Alongside required reading paired with schoolwork, it is valuable for our young intellectuals to engage in leisure reading to spark curiosity and introduce diverse perspectives and worldviews. Below are some recommendations for our growing global citizens looking to dive into a good read.


For the identity curious teen: I Was Their American Dream by Malaka Gharib (graphic memoir)

This graphic novel is ideal for a teen considering their place in the world.

Written and illustrated by Malaka Gharib, an artist and journalist at NPR, I Was Their American Dream is an engaging and quickly-paced narrative describing growing up in America, as the daughter of an Egyptian immigrant father and a Philipino immigrant mother. Young Gharib cannot figure out where she fits in in this country - with Egyptians? With Philipinos? With other immigrants? The narrative of the evocatively-drawn graphic novel follows life’s formative events: her parents’ divorce, her high school years, leaving California to go to college in New York, moving to D.C. and getting married, with details that provide a delightful sense of self: Gharib’s music tastes, emotions, and favorite foods (and even a few recipes!).

This is a heartfelt coming-of-age story; if you begin to flip through Gharib’s captivating panels, you’ll absolutely end up reading the entire book.


For the activist curious teen: We Are All Greta: Be Inspired to Change the World by Valentina Giannella  (non-fiction)

September’s Global Climate Strike proved to the country that teenagers are committed to taking a stand against climate change. Support the activist-teenager in your life by suggesting this non-fiction text that explains what climate change is and how to combat it, with back material including credible sources, graphs, glossary, and a list of authoritative websites. The layout is simple and beautiful, illustrated and sparse. 

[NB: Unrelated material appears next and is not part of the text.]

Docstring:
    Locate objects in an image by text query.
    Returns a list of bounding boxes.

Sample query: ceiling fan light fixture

When so much of the current writing and reporting on climate change feels overwhelming and devastating, this book manages to strike the right chord for teenagers; it is action-oriented and hopeful. The book outlines tangible ways for a country to make an environmental difference, with sections on sustainable development, fossil fuels, clean renewable energy, diet, and ends with 10 Small Things We Can Do to Make a Difference.

Just don’t be surprised if, after reading, your teen bans all single-use plastic from your home.


For the science curious teen: Calling All Minds: How to Think and Create Like an Inventor by Temple Grandin (non-fiction)

Temple Grandin, celebrated scientist, inventor, animal behavioral specialist and spokesperson about living with autism, has written her first book for young people. How to Think and Create Like an Inventor will inspire teens to start taking things apart and putting them back together again.

The book is a hodgepodge of content, including personal stories of Grandin’s youth, drawings, diagrams, photographs, and profiles of other inventors throughout history. It will embolden teens to toss their screens away, roll up their sleeves, and start tinkering. In each section, Grandin offers a DIY project, with materials that can be assembled from items found in a kitchen junk drawer, basement, or garage.

From making homemade stilts to a marionette, these projects will busy and excite your teen on any snow day.


For the cooking curious teen: United Tastes of America: An Atlas of Food Facts & Recipes from Everywhere by Gabrielle Langholtz

United Tastes of America is the perfect winter treat; a coffee-table-esque book that attempts to answer the question “What IS American Food?” The 200+ page book includes beautiful drawings, recipes, and photographs of State Favorite recipes. The descriptions are so delectable that you will devour the text.

With a preface that outlines cooking tips, nine terms to know, and cooking how-tos, you should feel comfortable letting your teens have access to your knives after long as you stay as close as possible, perhaps on call with a mug of hot chocolate in the living room. The supportive Level of Difficulty ratings, along with preparation time estimates, will help you to coach them on what recipe they should attempt their first try. Begin on familiar turf with your home state (Cobb Salad for California) or pick a more adventurous (Bison Burgers for Wyoming or Green Jell-O Salad for Utah!).


For the romance curious teen: Color Outside the Lines edited by Sangu Mandanna (Short story collection)

Color Outside the Lines is a revelatory short story collection on interracial love. It is the first of its kind and includes diverse representation beyond racial lines: focusing on love across culture, ethnicity, and sexual orientation. Each story radiates with teenage angst, devotion, excitement, flirtation, high hopes and crushing realities. Featuring Young Adult heavyweight authors like Adam Silvera and Sara Ahmed, and a variety of newer voices, the collection celebrates and normalizes romantic difference.

This is a book for any teen who may be anxious that the love they seek is outside of society’s expectations.

5Recommend one, or recommend them all! Each of these titles are sure to feed the budding curiosity of your teen.